I got a doll carriage for Christmas when I was six “going on” seven. That’s the only thing I wanted, and just about the only thing I got. It was the cheapest one my folks could find. I took it out, proudly wheeling my doll baby, and the first time I tried to maneuver the thing off the sidewalk to cross the street, the wheel bent and broke. I struggled, but managed to get it back to the house. I called to my mother from the patio doorway to show it to her and was not prepared for her reaction. She started screeching and screaming at me that I had deliberately “mangled” the carriage and if I thought she was going to replace it, I was “sadly mistaken.” She kept asking me over and over again what I had done to damage it. I kept telling her, over and over again, that I had done nothing. The hand came out and cracked me across the cheek so quickly that I didn’t see it coming. I starting sobbing that I had done nothing to break the carriage, I loved it and would never do anything to damage it. Each denial brought another blow—on the same cheek I might add. I finally “confessed” to deliberately breaking the carriage as it was obvious, even to my childish mind, that that was the only answer she would accept which, in turn, would stop the hand. She made a big show of taking the carriage, spilling out the doll and blankets, then throwing it into a heap by the garbage can.
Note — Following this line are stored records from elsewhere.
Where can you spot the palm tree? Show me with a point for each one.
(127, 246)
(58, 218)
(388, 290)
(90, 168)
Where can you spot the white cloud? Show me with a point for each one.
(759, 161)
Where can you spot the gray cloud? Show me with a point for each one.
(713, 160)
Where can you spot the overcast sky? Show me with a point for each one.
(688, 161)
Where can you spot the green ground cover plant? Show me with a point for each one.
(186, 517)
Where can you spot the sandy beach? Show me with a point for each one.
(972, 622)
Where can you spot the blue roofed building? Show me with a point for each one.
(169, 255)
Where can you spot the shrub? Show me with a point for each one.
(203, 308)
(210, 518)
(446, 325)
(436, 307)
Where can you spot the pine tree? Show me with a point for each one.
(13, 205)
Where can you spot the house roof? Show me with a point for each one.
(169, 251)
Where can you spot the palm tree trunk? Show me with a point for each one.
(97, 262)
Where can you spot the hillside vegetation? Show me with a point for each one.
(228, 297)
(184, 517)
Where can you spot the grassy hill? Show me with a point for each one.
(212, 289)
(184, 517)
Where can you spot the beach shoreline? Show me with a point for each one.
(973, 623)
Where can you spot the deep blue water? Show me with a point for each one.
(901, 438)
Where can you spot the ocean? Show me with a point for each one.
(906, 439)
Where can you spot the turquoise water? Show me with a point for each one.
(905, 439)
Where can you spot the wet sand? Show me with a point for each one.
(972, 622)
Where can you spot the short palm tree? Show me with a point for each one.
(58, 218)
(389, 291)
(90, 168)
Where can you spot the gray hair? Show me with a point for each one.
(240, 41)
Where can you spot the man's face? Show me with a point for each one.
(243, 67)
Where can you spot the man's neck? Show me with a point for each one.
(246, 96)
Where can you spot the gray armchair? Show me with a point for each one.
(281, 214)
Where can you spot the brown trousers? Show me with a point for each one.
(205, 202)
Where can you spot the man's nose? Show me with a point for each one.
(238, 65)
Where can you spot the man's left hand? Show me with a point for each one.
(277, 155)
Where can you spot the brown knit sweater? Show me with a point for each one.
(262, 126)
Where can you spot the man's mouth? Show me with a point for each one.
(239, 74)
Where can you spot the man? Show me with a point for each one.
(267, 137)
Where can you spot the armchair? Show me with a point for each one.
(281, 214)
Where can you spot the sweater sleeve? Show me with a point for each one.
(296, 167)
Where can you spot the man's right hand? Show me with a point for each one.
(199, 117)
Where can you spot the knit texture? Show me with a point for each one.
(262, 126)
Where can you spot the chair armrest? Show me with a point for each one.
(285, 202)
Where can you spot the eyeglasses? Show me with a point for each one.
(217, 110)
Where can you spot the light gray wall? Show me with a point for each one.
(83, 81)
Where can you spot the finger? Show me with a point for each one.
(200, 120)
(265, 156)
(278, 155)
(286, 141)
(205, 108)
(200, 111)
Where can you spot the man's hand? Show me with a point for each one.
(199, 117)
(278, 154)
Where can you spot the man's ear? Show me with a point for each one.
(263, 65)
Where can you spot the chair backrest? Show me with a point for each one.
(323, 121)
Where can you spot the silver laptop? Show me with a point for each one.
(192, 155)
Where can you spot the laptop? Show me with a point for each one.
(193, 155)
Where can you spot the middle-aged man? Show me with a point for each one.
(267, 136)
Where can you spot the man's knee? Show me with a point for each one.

After Christmas break, I was repeatedly asked, “whadja get?” for Christmas. I regaled my classmates with lies of presents picked out just for me, by sober parents who cared... (as it was not likely they would ever be invited to my house to play with any of my things.) Instinctively, I displayed childish wisdom to hide the stigma of parental alcoholism.
This is meant as a gentle nudge to parents: Please caution your children not to ask what others receive for Christmas, Hanukkah, Kwanza, or any other celebratory holiday. Those children who want to share will do so without prodding; those who don’t will be grateful for the kindness of not being asked.